Калмыков проснулся под утро, когда железный сквознячок проник под бушлат и стал жалить ребра. Открыл глаза: звездное бледнеющее небо, черные зубья гор, и над каждой вершиной слабая голубая капля рассвета. Калмыков заткнул щель в бушлате и опять мгновенно заснул.
Второе, на одну секунду, пробуждение было от звякнувшей брони. Солдат вылез из люка, отковылял от кормы и мочился шумно. В сером воздухе было видно, как от мочи идет пар.
Третье пробуждение было в солнечном блеске. Сверкала роса на броне, гремели люки, выпрыгивали солдаты. На аэродроме, светлея алюминием, стояли истребители. В стороне плоско, уступами желтело глинобитное селение, и над ним мелкими завитками поднимались дымки. По дороге шел ишачок, всадник был в чалме, в долгополой одежде, поворачивал к боевым машинам смуглое чернобородое лицо, погонял ишачка прутиком.

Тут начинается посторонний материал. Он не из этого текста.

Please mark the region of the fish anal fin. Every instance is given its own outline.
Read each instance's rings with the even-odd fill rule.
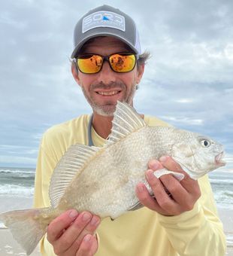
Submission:
[[[80,144],[72,145],[67,150],[57,163],[51,177],[49,194],[53,207],[58,206],[73,178],[81,172],[98,150],[99,148]]]

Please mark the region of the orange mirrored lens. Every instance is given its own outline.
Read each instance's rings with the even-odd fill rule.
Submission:
[[[115,72],[129,72],[134,69],[136,59],[133,54],[113,54],[110,56],[109,62]]]
[[[77,59],[80,72],[86,74],[98,72],[101,68],[102,62],[103,59],[98,55],[84,56]]]
[[[88,54],[77,59],[80,71],[85,74],[98,73],[103,65],[103,59],[108,60],[111,69],[116,72],[129,72],[136,63],[136,57],[132,53],[115,53],[110,56],[101,56],[95,54]]]

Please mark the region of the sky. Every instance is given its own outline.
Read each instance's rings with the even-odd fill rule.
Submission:
[[[32,167],[43,133],[90,113],[71,73],[77,20],[103,4],[135,21],[148,60],[135,107],[225,145],[233,169],[231,0],[8,0],[0,10],[0,166]]]

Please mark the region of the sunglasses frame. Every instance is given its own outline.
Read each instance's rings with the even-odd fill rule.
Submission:
[[[109,59],[110,59],[110,57],[111,57],[113,55],[115,55],[115,54],[120,54],[120,55],[126,54],[126,56],[127,56],[127,55],[128,55],[128,56],[129,56],[129,55],[134,55],[135,57],[135,65],[134,65],[134,66],[132,67],[132,69],[131,70],[126,71],[126,72],[117,72],[117,71],[114,70],[114,69],[113,69],[113,67],[111,66],[111,65],[110,65],[110,62]],[[102,58],[102,64],[101,64],[101,68],[99,69],[99,70],[98,70],[97,72],[93,72],[93,73],[86,73],[86,72],[82,72],[82,71],[80,69],[79,66],[78,66],[78,64],[77,64],[77,59],[79,59],[79,58],[80,58],[80,57],[86,56],[93,56],[93,55],[99,56],[101,56],[101,57]],[[110,54],[110,55],[105,55],[105,56],[101,55],[101,54],[96,54],[96,53],[86,53],[86,54],[78,55],[77,57],[75,57],[75,58],[73,59],[73,60],[74,60],[74,63],[75,63],[75,65],[76,65],[76,67],[78,69],[78,70],[79,70],[81,73],[83,73],[83,74],[87,74],[87,75],[97,74],[97,73],[100,72],[101,71],[101,69],[102,69],[103,66],[104,66],[104,60],[107,61],[107,62],[108,62],[108,64],[109,64],[109,66],[110,66],[110,69],[111,69],[113,72],[116,72],[116,73],[128,73],[128,72],[132,72],[132,71],[135,69],[138,59],[138,54],[135,54],[135,53],[129,53],[129,52],[115,53],[112,53],[112,54]]]

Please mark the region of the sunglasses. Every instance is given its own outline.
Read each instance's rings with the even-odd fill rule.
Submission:
[[[95,74],[101,70],[104,60],[108,62],[110,69],[115,72],[129,72],[135,69],[137,59],[138,56],[135,54],[119,53],[108,56],[85,54],[78,56],[74,60],[82,73]]]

Калмыков жадным молодым взглядом охватывал солнечные горы, селение, чернобородого наездника. «Афганистан», — произнес он. И от этого зрелища и звука произнесенного слова ему стало тревожно и весело. Не похожая ни на что новизна ландшафта волновала и веселила его.
— Кандыбай, кончай дрыхнуть, айда морду мыть! — Из люка на броню вылез здоровенный, голый по пояс узбек. Щурился на солнце, играл могучими мускулами, шлепал по холодной броне босыми стопами. На его выпуклой каменно-гладкой груди выше соска была наколка — синеволосая девица. Узбек сжимал грудную мышцу, и девица дергала волосами, колыхала животом и задом. Калмыков узнал и его. Это был тот самый Шарипов, что мучил новобранца, заставлял его есть глину. — Ну, Кандыбай, долго ждать буду?
Узбек радовался пробуждению, своей силе и свежести, блеску текущего рядом полноводного арыка.
Солдаты сходились к арыку, черпали ладонями, брызгали на лицо, на плечи, повизгивали, покрикивали, обжигались о ледяную солнечную воду.
— Не пить! — крикнул начштаба, прижав ладони к губам. — Воду не пить! Заразу подцепите!
Солдаты не оглядывались на него, плескались у воды, гнали по арыку солнечные круги.
— Интересный у них рассвет! Темно, темно, а вдруг раз — солнце! — Командир четвертой роты Беляев крутил по сторонам выпуклыми радостными глазами, моргал белесыми ресницами. — Темно, темно, вдруг раз — включили солнце!
— Хлеб пекут. — Грязнов смотрел на курчавые струйки дыма, истекавшие из глинобитных строений. — Интересно, какой у них хлеб, лепешками или буханками?
Его ноздри шевелились, стараясь сквозь пространство свежего прозрачного воздуха уловить запах дыма и хлеба.